As compromise regulations, the 1,524-mm maximum length limit and the 1,219–1,828-mm protected slot limit allow harvest of a broader range of fish while increasing trophy potential. While the 1,524-mm maximum length limit as modeled provided greater benefits than the protected slot limit, considering there would likely need to be some allowable harvest over this maximum to make it acceptable to anglers, the two regulations would probably function quite similarly in practice. Compared with the two minimum length limits, the 1,524-mm maximum and the protected slot regulations were intermediate in terms of trophy potential. These regulations lead to smaller gains in population size than either of the minimum length limits and function similarly to the 1,524-mm minimum length limit in terms of improvements to SPR compared to the model with no length restrictions.

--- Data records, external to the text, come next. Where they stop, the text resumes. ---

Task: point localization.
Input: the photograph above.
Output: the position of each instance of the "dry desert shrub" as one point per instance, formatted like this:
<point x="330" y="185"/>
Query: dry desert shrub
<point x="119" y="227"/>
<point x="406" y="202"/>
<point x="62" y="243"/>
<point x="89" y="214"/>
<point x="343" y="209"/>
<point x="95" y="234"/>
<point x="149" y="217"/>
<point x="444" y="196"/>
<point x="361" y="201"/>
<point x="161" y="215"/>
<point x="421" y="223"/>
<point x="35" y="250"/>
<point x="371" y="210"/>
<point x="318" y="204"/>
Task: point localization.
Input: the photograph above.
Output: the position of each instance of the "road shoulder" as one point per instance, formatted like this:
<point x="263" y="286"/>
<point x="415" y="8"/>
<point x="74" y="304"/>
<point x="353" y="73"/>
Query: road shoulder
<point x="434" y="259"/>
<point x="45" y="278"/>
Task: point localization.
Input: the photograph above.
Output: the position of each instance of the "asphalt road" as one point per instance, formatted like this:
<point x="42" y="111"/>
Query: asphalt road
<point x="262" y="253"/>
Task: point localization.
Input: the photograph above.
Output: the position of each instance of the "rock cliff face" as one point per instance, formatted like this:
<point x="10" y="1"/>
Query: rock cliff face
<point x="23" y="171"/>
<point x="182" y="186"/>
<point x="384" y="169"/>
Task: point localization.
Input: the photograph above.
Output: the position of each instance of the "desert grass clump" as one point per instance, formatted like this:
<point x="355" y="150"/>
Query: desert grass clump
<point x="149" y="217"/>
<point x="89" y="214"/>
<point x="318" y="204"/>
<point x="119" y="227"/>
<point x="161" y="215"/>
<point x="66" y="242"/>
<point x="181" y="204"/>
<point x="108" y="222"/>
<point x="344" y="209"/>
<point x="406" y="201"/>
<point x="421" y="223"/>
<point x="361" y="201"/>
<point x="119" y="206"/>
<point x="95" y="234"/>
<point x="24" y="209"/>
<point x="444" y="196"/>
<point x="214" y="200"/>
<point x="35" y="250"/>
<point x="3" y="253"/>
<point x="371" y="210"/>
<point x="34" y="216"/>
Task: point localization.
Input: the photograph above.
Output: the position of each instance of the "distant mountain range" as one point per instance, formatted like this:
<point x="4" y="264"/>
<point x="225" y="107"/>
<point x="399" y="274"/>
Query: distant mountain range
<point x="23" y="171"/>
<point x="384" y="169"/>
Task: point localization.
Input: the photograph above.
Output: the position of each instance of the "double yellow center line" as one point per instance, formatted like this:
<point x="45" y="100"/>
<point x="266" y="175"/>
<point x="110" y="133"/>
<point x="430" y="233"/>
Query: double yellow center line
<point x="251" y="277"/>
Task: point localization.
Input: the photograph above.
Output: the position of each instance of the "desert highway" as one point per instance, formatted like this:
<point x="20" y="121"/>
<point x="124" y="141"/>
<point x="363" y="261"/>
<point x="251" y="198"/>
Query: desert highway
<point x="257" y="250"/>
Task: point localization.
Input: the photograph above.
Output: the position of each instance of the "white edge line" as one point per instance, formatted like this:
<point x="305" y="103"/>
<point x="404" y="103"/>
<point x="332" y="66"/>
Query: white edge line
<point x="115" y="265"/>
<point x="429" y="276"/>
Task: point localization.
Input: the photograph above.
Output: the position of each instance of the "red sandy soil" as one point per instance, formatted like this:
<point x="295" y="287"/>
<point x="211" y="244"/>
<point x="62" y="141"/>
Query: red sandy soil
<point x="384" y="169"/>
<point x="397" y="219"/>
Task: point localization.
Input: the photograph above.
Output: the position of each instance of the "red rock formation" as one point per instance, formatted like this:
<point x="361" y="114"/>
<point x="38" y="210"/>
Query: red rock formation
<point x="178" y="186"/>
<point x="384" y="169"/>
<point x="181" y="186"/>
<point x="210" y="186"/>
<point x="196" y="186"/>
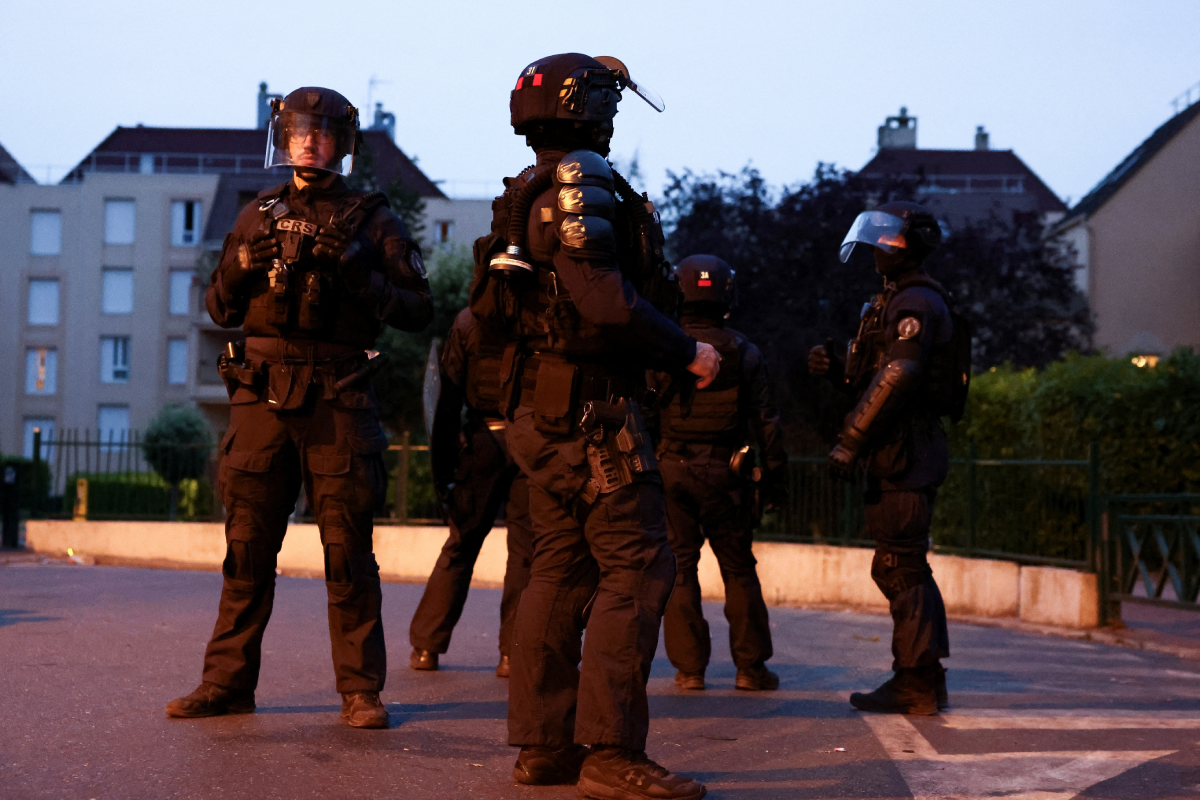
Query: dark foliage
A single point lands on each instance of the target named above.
(1014, 287)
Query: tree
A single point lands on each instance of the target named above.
(177, 445)
(1013, 284)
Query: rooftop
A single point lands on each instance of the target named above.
(1141, 155)
(223, 151)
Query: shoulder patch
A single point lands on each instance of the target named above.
(417, 263)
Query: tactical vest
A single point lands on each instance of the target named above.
(300, 298)
(484, 392)
(948, 377)
(539, 312)
(715, 413)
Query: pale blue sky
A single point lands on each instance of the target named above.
(1072, 85)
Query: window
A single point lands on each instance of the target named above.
(119, 222)
(43, 302)
(177, 361)
(117, 294)
(114, 359)
(180, 292)
(46, 233)
(43, 423)
(113, 422)
(185, 223)
(41, 371)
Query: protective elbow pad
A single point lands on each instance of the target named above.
(883, 397)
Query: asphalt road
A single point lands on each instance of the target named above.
(90, 655)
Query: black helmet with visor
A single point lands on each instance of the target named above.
(313, 128)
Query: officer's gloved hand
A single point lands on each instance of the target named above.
(253, 258)
(706, 365)
(841, 459)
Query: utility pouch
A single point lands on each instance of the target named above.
(619, 447)
(279, 277)
(287, 385)
(553, 400)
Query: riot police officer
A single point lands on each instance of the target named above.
(564, 280)
(714, 487)
(475, 477)
(907, 370)
(311, 272)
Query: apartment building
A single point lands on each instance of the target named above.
(101, 275)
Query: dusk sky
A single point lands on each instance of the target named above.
(1071, 86)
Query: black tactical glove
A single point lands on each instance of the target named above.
(329, 246)
(253, 258)
(843, 457)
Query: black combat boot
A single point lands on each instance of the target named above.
(539, 765)
(618, 774)
(756, 679)
(364, 710)
(943, 697)
(909, 691)
(211, 701)
(423, 660)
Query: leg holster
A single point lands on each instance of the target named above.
(898, 572)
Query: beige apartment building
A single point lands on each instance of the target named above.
(1138, 240)
(101, 301)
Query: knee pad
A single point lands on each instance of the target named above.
(895, 573)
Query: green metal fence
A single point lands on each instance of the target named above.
(1149, 552)
(1033, 511)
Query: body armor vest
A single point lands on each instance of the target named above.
(299, 296)
(483, 388)
(715, 413)
(539, 311)
(948, 372)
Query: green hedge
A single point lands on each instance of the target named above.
(132, 495)
(1145, 420)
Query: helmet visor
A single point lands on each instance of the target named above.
(875, 228)
(312, 140)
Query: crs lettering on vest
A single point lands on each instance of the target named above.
(294, 230)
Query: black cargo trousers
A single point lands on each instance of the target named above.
(485, 481)
(331, 446)
(705, 498)
(899, 522)
(610, 570)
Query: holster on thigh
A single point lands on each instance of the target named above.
(895, 573)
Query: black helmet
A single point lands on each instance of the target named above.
(306, 119)
(895, 226)
(706, 278)
(568, 86)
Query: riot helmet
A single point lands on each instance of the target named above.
(313, 128)
(894, 227)
(571, 88)
(707, 280)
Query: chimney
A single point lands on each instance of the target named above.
(264, 106)
(384, 121)
(899, 132)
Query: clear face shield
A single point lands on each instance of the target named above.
(312, 140)
(627, 82)
(875, 228)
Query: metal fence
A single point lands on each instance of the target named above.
(1033, 511)
(1150, 552)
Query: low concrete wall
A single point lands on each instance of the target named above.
(791, 575)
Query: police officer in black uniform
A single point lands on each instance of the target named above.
(904, 366)
(311, 272)
(713, 485)
(564, 280)
(475, 477)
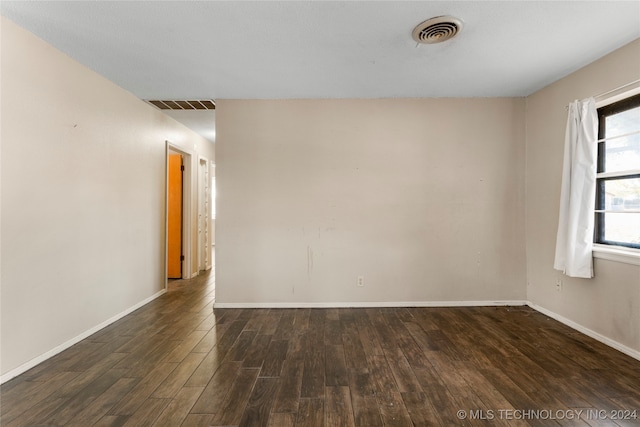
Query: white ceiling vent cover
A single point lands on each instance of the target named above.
(437, 30)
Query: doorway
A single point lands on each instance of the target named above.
(178, 214)
(175, 254)
(204, 215)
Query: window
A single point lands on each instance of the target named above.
(617, 219)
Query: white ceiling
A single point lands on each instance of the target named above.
(328, 49)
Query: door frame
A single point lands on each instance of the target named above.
(204, 247)
(187, 180)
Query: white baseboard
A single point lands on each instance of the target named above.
(366, 304)
(37, 360)
(611, 343)
(599, 337)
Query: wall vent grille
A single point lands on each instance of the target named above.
(200, 104)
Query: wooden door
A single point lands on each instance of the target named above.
(174, 219)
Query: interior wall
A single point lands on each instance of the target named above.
(608, 304)
(83, 198)
(422, 197)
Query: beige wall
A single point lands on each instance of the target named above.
(609, 304)
(422, 197)
(83, 198)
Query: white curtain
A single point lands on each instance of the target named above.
(574, 241)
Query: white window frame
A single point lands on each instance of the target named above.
(621, 254)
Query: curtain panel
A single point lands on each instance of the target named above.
(574, 241)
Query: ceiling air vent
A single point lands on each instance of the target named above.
(201, 104)
(437, 30)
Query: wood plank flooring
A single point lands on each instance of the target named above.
(178, 362)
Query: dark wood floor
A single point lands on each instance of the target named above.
(178, 362)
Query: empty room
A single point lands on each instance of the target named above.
(320, 213)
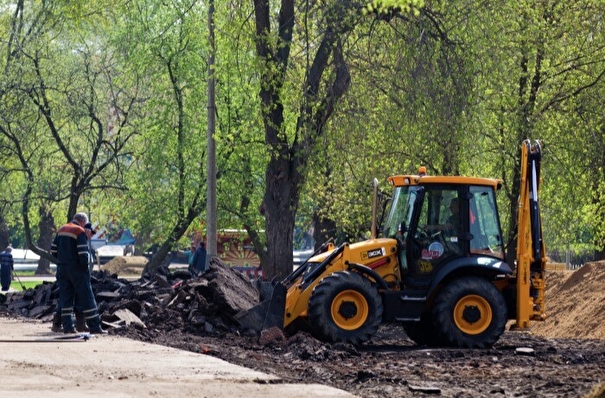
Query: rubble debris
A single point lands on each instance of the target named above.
(204, 305)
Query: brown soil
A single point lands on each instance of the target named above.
(562, 357)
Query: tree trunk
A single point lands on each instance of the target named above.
(4, 236)
(47, 230)
(323, 230)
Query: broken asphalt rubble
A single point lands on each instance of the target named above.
(163, 300)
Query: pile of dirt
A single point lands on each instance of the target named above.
(125, 265)
(574, 303)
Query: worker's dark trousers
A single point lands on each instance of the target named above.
(74, 286)
(78, 310)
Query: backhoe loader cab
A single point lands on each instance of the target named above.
(438, 269)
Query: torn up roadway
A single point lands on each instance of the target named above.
(35, 363)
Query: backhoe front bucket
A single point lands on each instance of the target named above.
(269, 312)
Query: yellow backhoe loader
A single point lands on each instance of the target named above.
(439, 268)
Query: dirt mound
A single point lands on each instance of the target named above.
(574, 303)
(125, 265)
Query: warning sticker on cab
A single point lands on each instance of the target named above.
(373, 253)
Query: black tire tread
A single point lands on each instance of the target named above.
(320, 320)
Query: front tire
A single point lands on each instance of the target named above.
(345, 307)
(470, 312)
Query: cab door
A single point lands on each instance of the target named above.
(437, 234)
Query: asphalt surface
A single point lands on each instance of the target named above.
(37, 362)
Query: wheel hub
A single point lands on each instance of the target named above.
(347, 309)
(471, 314)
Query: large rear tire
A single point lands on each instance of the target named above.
(470, 312)
(345, 307)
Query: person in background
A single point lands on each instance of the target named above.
(7, 266)
(190, 258)
(89, 233)
(198, 263)
(70, 247)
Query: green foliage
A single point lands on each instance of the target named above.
(453, 86)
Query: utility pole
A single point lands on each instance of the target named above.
(211, 166)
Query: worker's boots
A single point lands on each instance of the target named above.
(57, 326)
(81, 323)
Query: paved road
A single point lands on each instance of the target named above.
(35, 364)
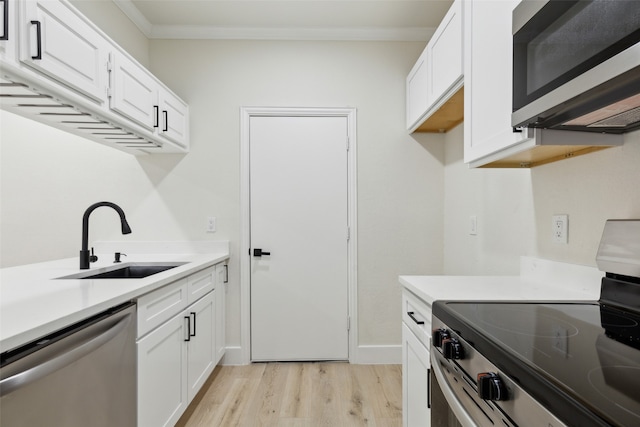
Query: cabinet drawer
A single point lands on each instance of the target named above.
(201, 283)
(416, 314)
(160, 305)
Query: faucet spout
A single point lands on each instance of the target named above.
(85, 257)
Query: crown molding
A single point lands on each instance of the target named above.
(199, 32)
(134, 14)
(307, 34)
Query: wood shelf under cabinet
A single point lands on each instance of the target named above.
(450, 115)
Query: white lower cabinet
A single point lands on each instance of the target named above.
(416, 365)
(179, 344)
(416, 370)
(162, 374)
(222, 277)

Given the sensitivity of long-lived periodic life history strategists to exploitation and the benefits that length-based regulations can provide, we encourage managers to consider such regulations to increase resilience to exploitation and improve fishery quality. We recognize that these more complicated regulations may be perceived negatively by anglers, so presenting trade-offs from which anglers can choose is important. For Alligator Gars, length-based harvest restrictions could maintain population viability without limiting access as angling effort increases. All of the length-based regulations modeled improved the SPR, and among the best four trophy regulations discussed all at least doubled the exploitation rate required to reduce it to 30%. This is particularly important given that even some of Texas' best fisheries are only comprised of several thousand adults, allowing harvest of only a few hundred fish annually (Binion et al. 2015; Buckmeier et al. 2016). Our modeling results indicate that length-based harvest regulations can serve as a viable alternative to harvest quotas or limited entry as a means of addressing conservation concerns while maintaining recreational fisheries.
Acknowledgments
We would like to thank the many staff of the Texas Parks and Wildlife Department who helped collect Alligator Gars in Texas and who provided the data used in our modeling effort. Funding was provided, in part, by the U.S. Fish and Wildlife Service through Federal Aid in Sport Fish Restoration grants F-30-R, F-231-R1, F-231-R2, and F-221-M. There is no conflict of interest declared in this article.